Friday, January 16, 2009

Pictures, still and moving - Darwin - Morris

Four topics today.

Pictures, Moving: I'm netflixing Robert Downey, Jr. movies lately, because he's one of those actors who I find consistently mesmerizing. The other night, I saw him in a little movie called "A Guide to Recognizing Your Saints," which was about a guy going back to his old New York neighborhood and confronting his past. It resonated with me. What do writers do, after all, but this? Over and over again...

Pictures, Still: Went to World Press Photo '08 last night -- their opening reception and "Behind the Lens" presentation, as I have for the last several years. It's a wonderful event, hosted annually by the Annenberg School of Communication here at USC. World Press Photo is "the leading international press-photography" competition. Of the thousands (tens of thousands) of images submitted each year, they select one winning image, but also first second and third places in a variety of new photo categories, from sports to war to daily life. The pictures are on display in the lobby for a month or two (and free to look at). But the "Behind the Lens" presentation is where several of the photographers themselves are brought in to speak about their work. I've read some very good work by war correspondents (special note goes to one of my all-time favorite books, Dispatches, by Michael Herr). I got deeper into the heads of the people in this strange profession while writing Heads, once I decided to toss Michael Apres and Jack Velazquez, journalist and photojournalist respectively, into the second cell. So this event is right up my alley. Last night's speakers were the big winner, Tim Hetherington (lovely English accent) who had been embedded for a year with a group of American soldiers in Afghanistan. He was smart, well-spoken and did an excellent presentation and explanation of his work. The other photographers there included Erika Larsen (winner for a series on young hunters published in Field & Stream), Justin Maxon (winner for an image of a homeless Vietnamese woman and her child), and David Liitschwager (winner for images of microscopic sea creatures published in National Geographic). Tremendous variety in what they were trying to do, but storytellers all, in my opinion. I look forward to attending World Press Photo '09 next year.

Darwin: According to the Evilutionary Biologist, whose blog I frequent (since writing Song of Extinction got me thinking about biology and ecological concerns), 2009 is the 150th anniversary of the publication of Charles Darwin's On the Origin of Species and the 200th anniversary of the author's birth.
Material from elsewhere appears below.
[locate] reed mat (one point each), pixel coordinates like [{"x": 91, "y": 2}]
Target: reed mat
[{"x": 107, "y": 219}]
The two top science journals in the world, Science and Nature, are gearing up to provide a year's worth of content about him and his work. I look forward to reading the highlights, at the very least... interesting stuff!

Morris: Steven Leigh Morris, LA Weekly theater editor, has lost that position at the paper. Meaning that the position has been done away with, not that he's been replaced. Tough news for our town, which is full of theatrical productions clamoring for attention from critics and audience alike, and in need of smart and thoughtful people to give voice to the larger picture which we scribble in the corners of. But I really like how he puts things in his blog today. Both gracious and demanding that we take responsibility for our own theater-making. Worth a read, and all the best of luck to him as he continues to write and review here in LA.

Workshop tomorrow. Must go write pages now.